Movie review - "Fury" (2014) *** (warning: spoilers)

It may be unfair but I can't shake this image of David Ayer getting jobs in Hollywood by strutting around going "I've seen things in my life I don't like to talk about" with this mysterious air. So he's been given a plumb writing-directing gig of a big budget war film about a American tank crew in the last days of the campaign in Germany.

That's a solid idea for a movie - tank crews don't often get featured in films, so it has freshness, and you get to focus on a couple of characters as opposed to losing track of who is in a platoon.
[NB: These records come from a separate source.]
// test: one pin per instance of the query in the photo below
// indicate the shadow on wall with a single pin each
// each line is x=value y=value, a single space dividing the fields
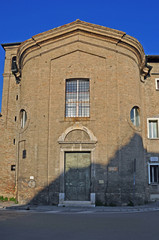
x=123 y=181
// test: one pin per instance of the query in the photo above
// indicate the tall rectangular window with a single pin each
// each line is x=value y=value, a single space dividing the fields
x=153 y=170
x=157 y=83
x=153 y=128
x=77 y=98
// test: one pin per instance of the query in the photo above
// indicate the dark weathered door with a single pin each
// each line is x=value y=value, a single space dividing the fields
x=77 y=176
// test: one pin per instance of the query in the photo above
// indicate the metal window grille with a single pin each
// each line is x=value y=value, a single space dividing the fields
x=135 y=116
x=154 y=173
x=153 y=129
x=77 y=98
x=23 y=116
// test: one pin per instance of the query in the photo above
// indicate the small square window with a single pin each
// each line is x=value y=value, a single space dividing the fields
x=153 y=132
x=157 y=83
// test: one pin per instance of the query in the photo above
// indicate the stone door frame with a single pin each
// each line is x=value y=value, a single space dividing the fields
x=68 y=146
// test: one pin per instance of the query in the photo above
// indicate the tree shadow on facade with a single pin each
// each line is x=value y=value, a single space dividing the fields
x=122 y=181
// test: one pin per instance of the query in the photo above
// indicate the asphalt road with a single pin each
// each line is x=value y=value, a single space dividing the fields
x=22 y=225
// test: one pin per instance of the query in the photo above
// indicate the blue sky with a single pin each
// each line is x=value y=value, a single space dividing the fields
x=21 y=19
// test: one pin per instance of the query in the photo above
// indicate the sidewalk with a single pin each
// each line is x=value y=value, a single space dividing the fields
x=54 y=209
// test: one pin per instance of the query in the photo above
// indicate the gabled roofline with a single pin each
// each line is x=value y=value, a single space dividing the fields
x=115 y=36
x=152 y=58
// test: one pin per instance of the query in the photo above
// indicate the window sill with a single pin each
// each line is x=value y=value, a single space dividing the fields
x=76 y=119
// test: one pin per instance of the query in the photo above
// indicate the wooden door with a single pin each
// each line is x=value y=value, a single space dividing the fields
x=77 y=176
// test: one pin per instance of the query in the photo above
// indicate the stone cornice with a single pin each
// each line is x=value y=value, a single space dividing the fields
x=117 y=37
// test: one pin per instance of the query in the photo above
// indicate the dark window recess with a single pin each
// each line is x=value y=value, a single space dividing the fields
x=13 y=167
x=24 y=153
x=14 y=65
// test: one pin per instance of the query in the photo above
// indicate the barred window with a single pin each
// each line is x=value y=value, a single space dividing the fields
x=77 y=98
x=23 y=118
x=135 y=116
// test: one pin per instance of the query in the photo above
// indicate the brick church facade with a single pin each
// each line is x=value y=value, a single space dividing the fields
x=80 y=118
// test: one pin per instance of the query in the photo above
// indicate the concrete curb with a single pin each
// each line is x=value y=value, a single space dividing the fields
x=56 y=209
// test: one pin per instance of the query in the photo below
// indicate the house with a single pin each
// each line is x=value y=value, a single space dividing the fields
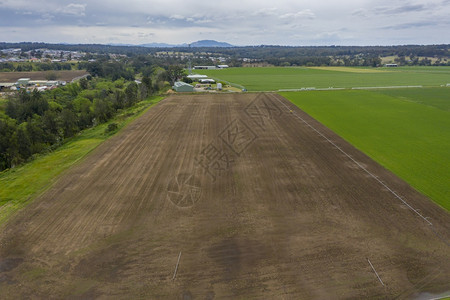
x=205 y=67
x=207 y=80
x=23 y=81
x=181 y=86
x=196 y=76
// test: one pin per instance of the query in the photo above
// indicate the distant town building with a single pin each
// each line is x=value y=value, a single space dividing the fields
x=205 y=67
x=196 y=76
x=208 y=80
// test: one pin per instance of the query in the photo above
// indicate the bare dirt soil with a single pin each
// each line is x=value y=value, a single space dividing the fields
x=41 y=75
x=258 y=203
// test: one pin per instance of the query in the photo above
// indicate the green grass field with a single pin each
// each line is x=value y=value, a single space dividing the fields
x=276 y=78
x=22 y=184
x=405 y=130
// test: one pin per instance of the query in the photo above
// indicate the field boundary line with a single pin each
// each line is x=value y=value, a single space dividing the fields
x=357 y=163
x=176 y=267
x=375 y=272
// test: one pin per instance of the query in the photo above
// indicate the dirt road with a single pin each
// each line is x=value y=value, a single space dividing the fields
x=259 y=203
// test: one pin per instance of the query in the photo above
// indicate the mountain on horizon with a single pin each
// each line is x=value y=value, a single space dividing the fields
x=202 y=43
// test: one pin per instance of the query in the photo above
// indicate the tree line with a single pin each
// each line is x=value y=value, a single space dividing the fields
x=275 y=55
x=33 y=122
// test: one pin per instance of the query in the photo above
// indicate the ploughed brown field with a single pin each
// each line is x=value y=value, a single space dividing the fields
x=226 y=196
x=41 y=75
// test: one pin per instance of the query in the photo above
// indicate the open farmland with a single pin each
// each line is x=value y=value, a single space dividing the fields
x=405 y=130
x=276 y=78
x=244 y=196
x=41 y=75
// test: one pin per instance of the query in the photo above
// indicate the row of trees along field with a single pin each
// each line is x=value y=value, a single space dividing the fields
x=33 y=122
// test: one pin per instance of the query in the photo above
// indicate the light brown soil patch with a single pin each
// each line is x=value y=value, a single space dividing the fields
x=281 y=214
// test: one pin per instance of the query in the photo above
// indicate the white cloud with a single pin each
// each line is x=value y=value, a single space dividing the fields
x=241 y=22
x=303 y=14
x=74 y=9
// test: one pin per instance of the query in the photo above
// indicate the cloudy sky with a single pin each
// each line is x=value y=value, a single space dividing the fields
x=239 y=22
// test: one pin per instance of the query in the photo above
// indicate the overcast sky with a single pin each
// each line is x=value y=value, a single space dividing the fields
x=239 y=22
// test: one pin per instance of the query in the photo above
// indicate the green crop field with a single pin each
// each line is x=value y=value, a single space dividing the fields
x=405 y=130
x=276 y=78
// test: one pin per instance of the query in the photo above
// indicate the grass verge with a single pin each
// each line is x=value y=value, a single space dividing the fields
x=22 y=184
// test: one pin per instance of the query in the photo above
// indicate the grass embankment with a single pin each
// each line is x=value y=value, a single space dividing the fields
x=22 y=184
x=276 y=78
x=405 y=130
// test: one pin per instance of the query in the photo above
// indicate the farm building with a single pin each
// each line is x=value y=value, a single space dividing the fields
x=207 y=80
x=181 y=86
x=197 y=76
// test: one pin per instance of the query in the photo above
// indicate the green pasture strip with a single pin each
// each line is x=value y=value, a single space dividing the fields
x=406 y=132
x=18 y=186
x=276 y=78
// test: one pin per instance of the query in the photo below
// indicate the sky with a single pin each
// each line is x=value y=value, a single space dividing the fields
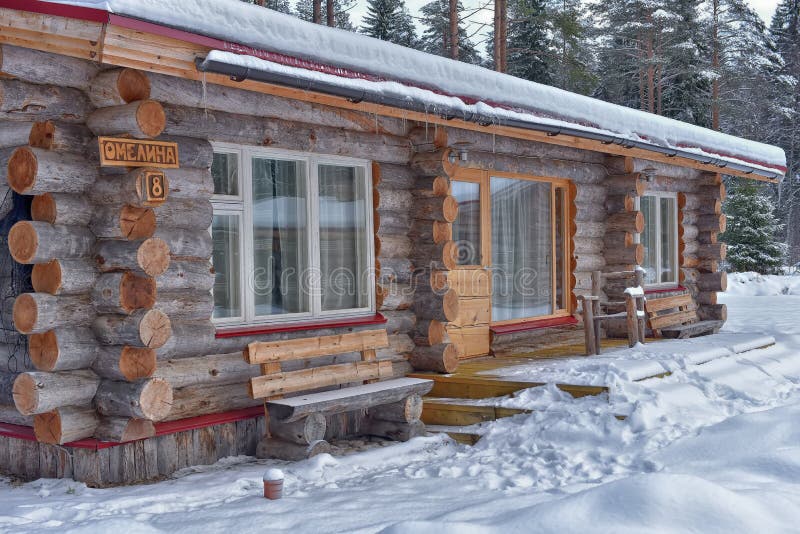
x=765 y=8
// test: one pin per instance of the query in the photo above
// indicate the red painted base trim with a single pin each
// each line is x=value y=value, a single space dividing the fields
x=297 y=327
x=162 y=429
x=533 y=325
x=664 y=290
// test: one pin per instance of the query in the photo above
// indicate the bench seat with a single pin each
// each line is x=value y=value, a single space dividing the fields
x=347 y=399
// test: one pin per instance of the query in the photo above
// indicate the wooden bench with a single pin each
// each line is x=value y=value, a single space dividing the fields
x=296 y=426
x=676 y=317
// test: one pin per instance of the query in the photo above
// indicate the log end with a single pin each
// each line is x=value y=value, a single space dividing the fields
x=25 y=313
x=23 y=242
x=151 y=118
x=47 y=277
x=43 y=350
x=155 y=400
x=153 y=256
x=133 y=85
x=24 y=392
x=155 y=329
x=22 y=170
x=136 y=363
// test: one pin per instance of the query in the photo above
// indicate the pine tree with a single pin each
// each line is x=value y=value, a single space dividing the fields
x=390 y=20
x=751 y=230
x=436 y=37
x=528 y=41
x=305 y=10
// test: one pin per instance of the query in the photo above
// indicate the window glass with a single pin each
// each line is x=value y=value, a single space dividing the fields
x=522 y=248
x=225 y=171
x=649 y=238
x=225 y=232
x=343 y=245
x=467 y=226
x=279 y=236
x=668 y=241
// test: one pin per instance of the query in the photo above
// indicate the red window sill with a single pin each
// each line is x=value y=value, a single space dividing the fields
x=300 y=326
x=663 y=290
x=533 y=325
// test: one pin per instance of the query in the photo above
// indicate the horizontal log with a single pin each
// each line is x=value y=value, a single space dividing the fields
x=34 y=171
x=60 y=136
x=186 y=305
x=63 y=349
x=130 y=188
x=65 y=424
x=143 y=328
x=36 y=313
x=125 y=363
x=304 y=431
x=407 y=410
x=123 y=292
x=307 y=379
x=116 y=87
x=39 y=242
x=143 y=119
x=38 y=392
x=39 y=67
x=148 y=399
x=64 y=277
x=212 y=369
x=186 y=244
x=150 y=257
x=124 y=429
x=189 y=339
x=442 y=358
x=62 y=209
x=119 y=221
x=20 y=101
x=206 y=399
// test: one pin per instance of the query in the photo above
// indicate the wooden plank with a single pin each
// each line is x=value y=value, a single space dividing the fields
x=672 y=319
x=318 y=377
x=470 y=341
x=347 y=399
x=298 y=349
x=666 y=303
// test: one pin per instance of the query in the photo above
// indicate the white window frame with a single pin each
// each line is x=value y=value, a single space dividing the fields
x=242 y=204
x=659 y=195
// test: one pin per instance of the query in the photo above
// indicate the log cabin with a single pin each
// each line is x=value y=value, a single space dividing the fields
x=210 y=204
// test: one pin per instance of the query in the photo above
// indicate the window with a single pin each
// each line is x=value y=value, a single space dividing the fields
x=660 y=238
x=292 y=236
x=516 y=226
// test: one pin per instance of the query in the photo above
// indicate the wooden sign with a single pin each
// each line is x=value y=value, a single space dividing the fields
x=120 y=152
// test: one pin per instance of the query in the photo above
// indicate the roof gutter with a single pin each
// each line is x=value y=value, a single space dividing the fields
x=240 y=74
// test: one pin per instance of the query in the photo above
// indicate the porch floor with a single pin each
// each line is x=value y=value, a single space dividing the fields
x=460 y=402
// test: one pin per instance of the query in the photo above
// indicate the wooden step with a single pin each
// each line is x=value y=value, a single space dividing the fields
x=435 y=412
x=471 y=387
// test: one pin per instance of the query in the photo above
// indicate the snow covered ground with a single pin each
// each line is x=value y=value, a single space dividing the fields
x=711 y=448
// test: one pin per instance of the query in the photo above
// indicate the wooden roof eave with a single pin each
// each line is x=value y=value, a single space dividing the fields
x=136 y=44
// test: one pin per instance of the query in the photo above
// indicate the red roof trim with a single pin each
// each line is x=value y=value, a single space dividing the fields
x=300 y=326
x=96 y=15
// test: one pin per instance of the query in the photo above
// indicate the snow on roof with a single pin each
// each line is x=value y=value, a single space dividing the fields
x=382 y=66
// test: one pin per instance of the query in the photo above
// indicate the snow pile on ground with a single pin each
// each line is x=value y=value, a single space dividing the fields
x=713 y=447
x=480 y=90
x=762 y=285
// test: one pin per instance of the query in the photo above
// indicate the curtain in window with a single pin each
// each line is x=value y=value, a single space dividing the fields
x=280 y=237
x=522 y=248
x=343 y=246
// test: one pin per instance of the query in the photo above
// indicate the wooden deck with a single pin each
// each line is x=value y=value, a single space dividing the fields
x=445 y=412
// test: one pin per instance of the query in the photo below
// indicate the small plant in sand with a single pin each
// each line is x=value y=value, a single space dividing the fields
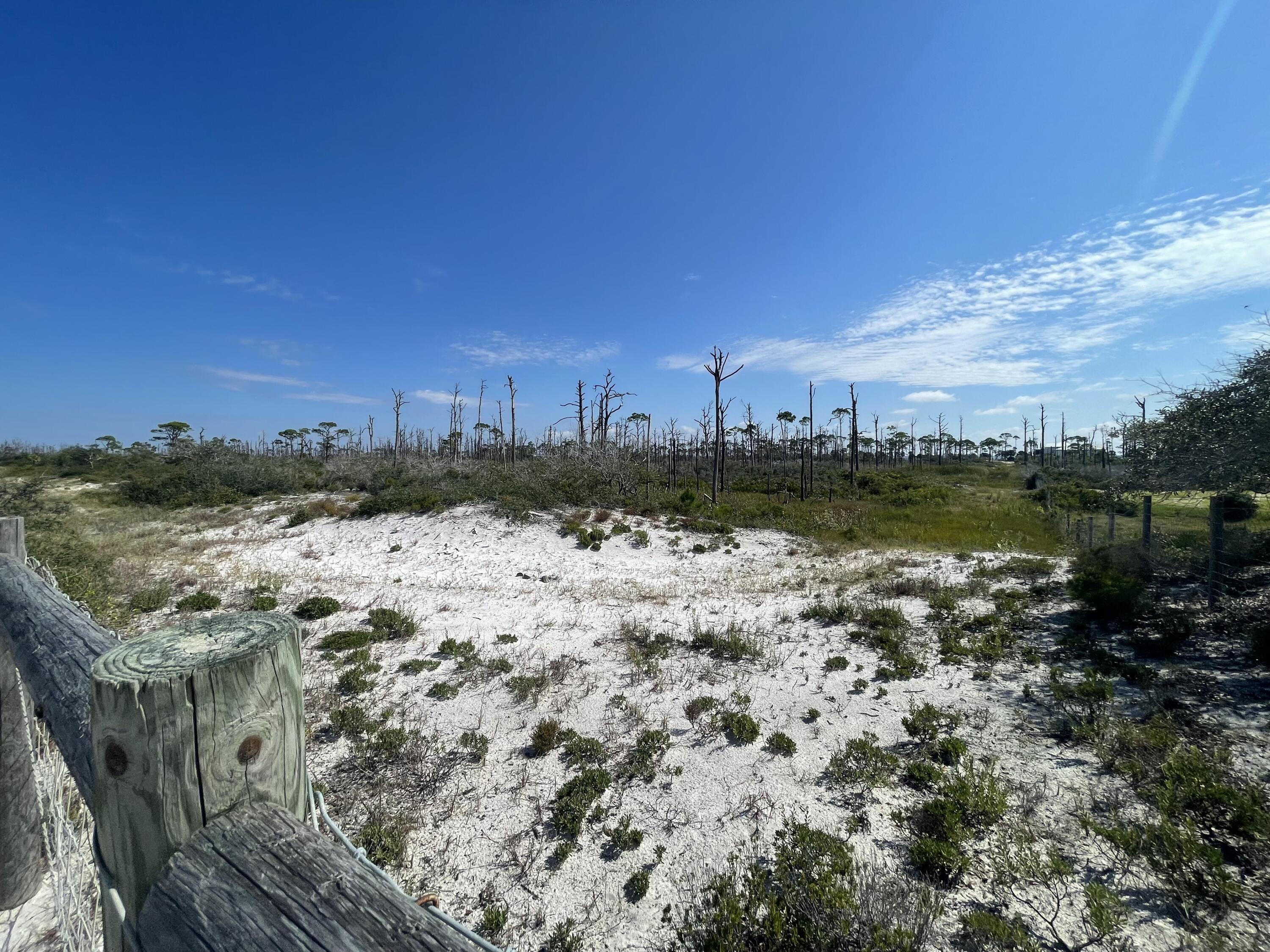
x=545 y=737
x=150 y=600
x=637 y=886
x=345 y=640
x=624 y=837
x=392 y=625
x=780 y=744
x=444 y=691
x=417 y=666
x=860 y=762
x=318 y=607
x=383 y=837
x=574 y=799
x=475 y=744
x=199 y=602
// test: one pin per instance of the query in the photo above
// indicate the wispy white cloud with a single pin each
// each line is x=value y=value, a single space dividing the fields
x=930 y=396
x=1038 y=315
x=507 y=351
x=249 y=377
x=334 y=399
x=433 y=396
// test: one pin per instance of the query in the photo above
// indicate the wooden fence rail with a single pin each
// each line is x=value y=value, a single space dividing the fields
x=188 y=747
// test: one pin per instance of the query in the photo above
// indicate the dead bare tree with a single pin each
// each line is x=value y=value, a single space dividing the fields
x=715 y=369
x=398 y=403
x=511 y=389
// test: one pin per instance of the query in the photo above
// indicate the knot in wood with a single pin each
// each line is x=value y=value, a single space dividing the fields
x=249 y=749
x=116 y=759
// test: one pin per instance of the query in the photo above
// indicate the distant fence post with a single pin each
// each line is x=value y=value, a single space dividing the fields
x=188 y=723
x=21 y=862
x=1216 y=544
x=1146 y=525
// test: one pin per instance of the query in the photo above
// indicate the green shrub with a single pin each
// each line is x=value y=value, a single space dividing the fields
x=317 y=607
x=624 y=837
x=574 y=799
x=263 y=603
x=978 y=794
x=922 y=775
x=637 y=886
x=355 y=681
x=475 y=744
x=649 y=748
x=699 y=706
x=581 y=751
x=493 y=921
x=732 y=644
x=939 y=860
x=986 y=931
x=417 y=666
x=392 y=624
x=740 y=728
x=780 y=744
x=345 y=640
x=1112 y=583
x=398 y=498
x=199 y=602
x=836 y=611
x=861 y=761
x=352 y=721
x=545 y=737
x=383 y=837
x=150 y=600
x=928 y=723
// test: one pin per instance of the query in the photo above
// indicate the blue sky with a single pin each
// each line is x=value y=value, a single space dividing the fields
x=253 y=217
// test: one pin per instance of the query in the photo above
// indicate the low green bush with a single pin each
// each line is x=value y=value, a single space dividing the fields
x=637 y=886
x=317 y=607
x=417 y=666
x=545 y=737
x=392 y=624
x=199 y=602
x=740 y=726
x=938 y=860
x=861 y=762
x=780 y=744
x=150 y=600
x=345 y=640
x=573 y=800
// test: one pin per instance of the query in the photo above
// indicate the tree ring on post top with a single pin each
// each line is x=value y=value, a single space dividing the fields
x=195 y=644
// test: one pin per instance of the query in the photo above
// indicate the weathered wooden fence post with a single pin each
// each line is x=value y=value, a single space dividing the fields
x=1146 y=523
x=188 y=723
x=21 y=862
x=1216 y=544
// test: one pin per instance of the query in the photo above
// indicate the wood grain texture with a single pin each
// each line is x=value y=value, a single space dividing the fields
x=188 y=723
x=54 y=645
x=258 y=879
x=21 y=861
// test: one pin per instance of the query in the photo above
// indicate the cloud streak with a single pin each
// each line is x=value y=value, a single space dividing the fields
x=1041 y=314
x=505 y=351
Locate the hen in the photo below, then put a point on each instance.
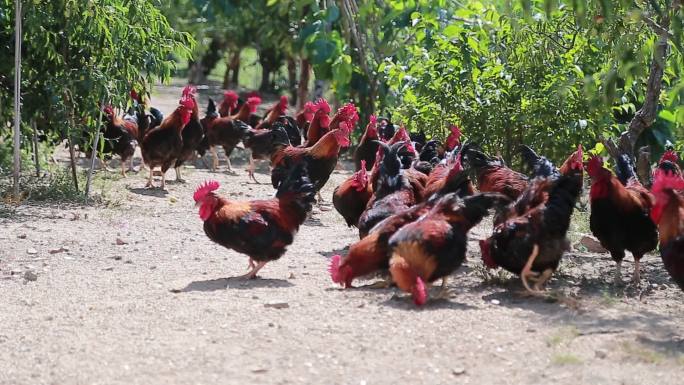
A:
(224, 132)
(492, 173)
(620, 212)
(351, 197)
(434, 246)
(192, 134)
(668, 213)
(321, 158)
(532, 244)
(261, 229)
(161, 145)
(392, 192)
(368, 145)
(121, 135)
(371, 253)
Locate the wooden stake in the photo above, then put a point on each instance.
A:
(17, 96)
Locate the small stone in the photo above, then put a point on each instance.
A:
(458, 371)
(277, 304)
(30, 276)
(591, 244)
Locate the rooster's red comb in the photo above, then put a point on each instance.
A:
(204, 189)
(190, 90)
(230, 96)
(323, 106)
(669, 155)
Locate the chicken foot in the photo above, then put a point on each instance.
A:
(527, 270)
(252, 273)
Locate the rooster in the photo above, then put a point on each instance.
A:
(272, 114)
(162, 144)
(669, 162)
(320, 124)
(531, 244)
(262, 229)
(668, 213)
(351, 197)
(620, 209)
(368, 146)
(371, 253)
(434, 246)
(305, 116)
(229, 105)
(193, 134)
(392, 191)
(122, 135)
(227, 131)
(492, 173)
(224, 132)
(321, 158)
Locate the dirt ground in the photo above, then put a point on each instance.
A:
(133, 292)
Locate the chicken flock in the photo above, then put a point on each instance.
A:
(412, 200)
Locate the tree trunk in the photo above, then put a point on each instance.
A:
(36, 155)
(292, 79)
(304, 78)
(647, 114)
(17, 98)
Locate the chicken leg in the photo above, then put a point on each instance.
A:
(527, 270)
(444, 292)
(252, 273)
(179, 179)
(214, 155)
(150, 183)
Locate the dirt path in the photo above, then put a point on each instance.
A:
(136, 294)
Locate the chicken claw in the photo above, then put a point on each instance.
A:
(252, 273)
(527, 270)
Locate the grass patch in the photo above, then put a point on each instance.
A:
(644, 354)
(562, 336)
(565, 359)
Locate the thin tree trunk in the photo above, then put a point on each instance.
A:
(36, 155)
(304, 78)
(93, 156)
(17, 97)
(292, 79)
(235, 67)
(647, 114)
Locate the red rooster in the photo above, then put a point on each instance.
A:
(368, 145)
(193, 134)
(668, 213)
(492, 173)
(262, 229)
(320, 124)
(321, 157)
(229, 104)
(226, 131)
(620, 212)
(434, 246)
(162, 144)
(531, 244)
(305, 116)
(351, 197)
(121, 135)
(371, 253)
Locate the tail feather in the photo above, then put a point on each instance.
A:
(298, 187)
(624, 168)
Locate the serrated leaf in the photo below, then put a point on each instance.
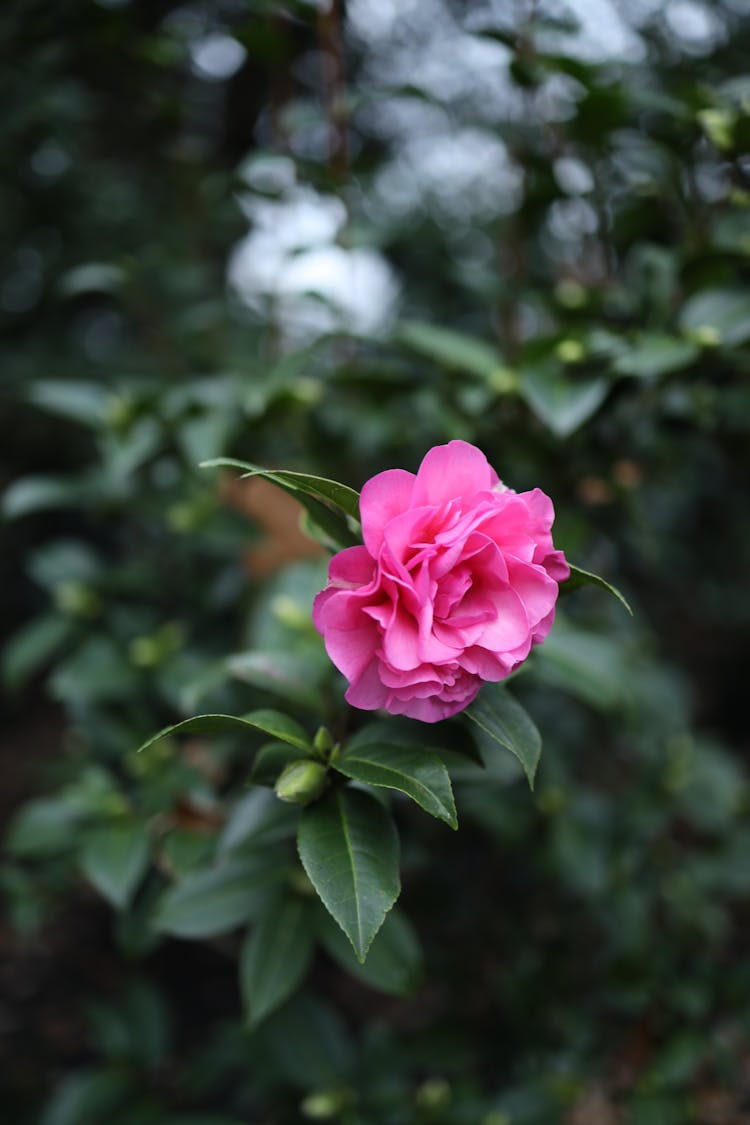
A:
(217, 899)
(270, 722)
(331, 492)
(269, 763)
(506, 722)
(412, 771)
(349, 847)
(115, 858)
(256, 820)
(274, 957)
(434, 738)
(394, 963)
(579, 577)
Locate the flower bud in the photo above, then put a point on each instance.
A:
(301, 782)
(323, 740)
(324, 1105)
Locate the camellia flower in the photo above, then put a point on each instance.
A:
(457, 581)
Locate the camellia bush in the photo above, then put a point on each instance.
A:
(454, 584)
(256, 250)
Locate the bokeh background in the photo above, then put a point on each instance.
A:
(326, 237)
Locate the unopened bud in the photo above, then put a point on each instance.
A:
(324, 1105)
(433, 1094)
(323, 740)
(570, 351)
(301, 782)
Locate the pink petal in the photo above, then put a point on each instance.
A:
(455, 470)
(383, 496)
(535, 588)
(351, 568)
(368, 692)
There is a strong cast - Brad Pitt and Michael Pena can always be relied on, Shia le Bouf gives off a 1940s vibe (he's having a great second career as a character actor), John Bernthal does a variation on his Walking Dead performance but that's fine and Logan Lerman is effective in that old standby, the newbie to the unit. Aussie Xavier Samuel pops up as does Scott Eastwood.

Some of this is fantastic - a big set piece tank battle which shows how tanks worked during the war, an interlude where Pitt takes Lerman to stay with some German girls and its conveyed that he's doing it to get a respite from his men, the last moments of the men. It looks marvellous with all that mud and metal and blood. There are some lovely touches showing Pitt's PTSD (his hands shake a lot of the time, his eyes are haunted).

But other times it's silly and not true to its vision - it sets itself up as this darker depiction of war, with the Americans shooting Germans who surrender, and newbies having to scrape brains out of the tank - but can't resist a finale where Pitt insists they stay and take on a division of SS and almost succeed in wiping them all out. I mean, that's out of Bataan (1943). There are also too many lines which smack of wisdom and feel all writer-y ("this is war").

And the movie tries to have it's cake and eat it too by having Pitt be this psycho - he forces Lerman to shoot a surrendered soldier in the back, he basically allows Lerman to coerce a German girl into sex - but also a super hero, who is super wise, smart and brave and whose men adore him. (The argument in with these sort of characters is that "oh we're trying to depict a complex man we're not endorsing all his actions" but he's played by Brad Pitt, they give him super heroic achievements... it's annoying.)